The sustainable investment market is poised for huge growth as new research reveals potential financial backers are looking to have a positive impact when they invest their money.

A new survey published by the Morgan Stanley Institute for Sustainable Investing found over seventy percent of active individual investors (71%) describe themselves as interested in sustainable investing, and nearly two in three (65%) believe sustainable investing will become more prevalent over the next five years.

The new Sustainable Signals report examines the attitudes and perceptions of individual investors towards sustainable investing and considers the broader implications for investors, corporations and governments.

“The trajectory for sustainable investing continues to point upward. What used to be a bifurcated decision – one between investing to make money and giving to do good – is increasingly becoming a blended conversation as investors look to harness the power of the capital markets as a force for positive impact,” said Audrey Choi, Managing Director and CEO of the Institute for Sustainable Investing at Morgan Stanley.

“As sustainable business practices and investment options become more important to investors, the Morgan Stanley Institute for Sustainable Investing is working to drive scalable investment solutions that seek to achieve market-rate returns and help address global challenges.”

The survey finds Millennials and women at the front edge of sustainable investing and sustainability. Millennial investors, in particular, index the highest of any demographic on these topics. Related findings from the survey include:

* Millennials are the most open to the idea of sustainable investing (84%) as compared to Gen X (79%) and Baby Boomers (66%)

* Millennials are twice as likely to both invest in companies or funds that target specific social/environmental outcomes and divest because of objectionable corporate activity

* Women are also leading the way, with 76% of surveyed investors showing interest in sustainable investing, compared to 62% of men

* Female investors are nearly twice as likely as male investors to consider rate of return as well as the impact of their investment when making an investment decision (40% vs. 23%).

Results from the survey point to how individual investors already factor sustainability into their investment decisions and show that there is still room to grow.

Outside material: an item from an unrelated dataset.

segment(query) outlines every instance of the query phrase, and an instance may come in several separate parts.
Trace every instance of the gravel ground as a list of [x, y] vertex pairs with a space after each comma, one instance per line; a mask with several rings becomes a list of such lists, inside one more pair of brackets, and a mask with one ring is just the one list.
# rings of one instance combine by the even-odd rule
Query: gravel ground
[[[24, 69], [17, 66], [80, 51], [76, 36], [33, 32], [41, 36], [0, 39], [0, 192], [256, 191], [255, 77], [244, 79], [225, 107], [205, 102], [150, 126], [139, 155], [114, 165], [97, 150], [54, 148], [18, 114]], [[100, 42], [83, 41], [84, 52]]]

Related findings include:

* Nearly three out of four active individual investors (72%) believe that companies with good Environmental, Social and Governance (ESG) practices can achieve higher profitability and are better long-term investments

* Individual investors say that on average 46% of their total portfolio should be invested sustainably

* At the same time, investors are divided over the perception of sustainability and financial gains as being a trade-off (54% yes vs. 46% no).

“The survey shows that the perception of trade-off between profitable and sustainable investments is still a major barrier to the growth of the field – we and others trying to advance sustainable investing at scale have a job to do, demonstrating that it is possible to achieve positive impact and market-rate returns,” said Choi.

“Why does this matter? We believe that it is necessary to mobilize private capital at scale to address global challenges.”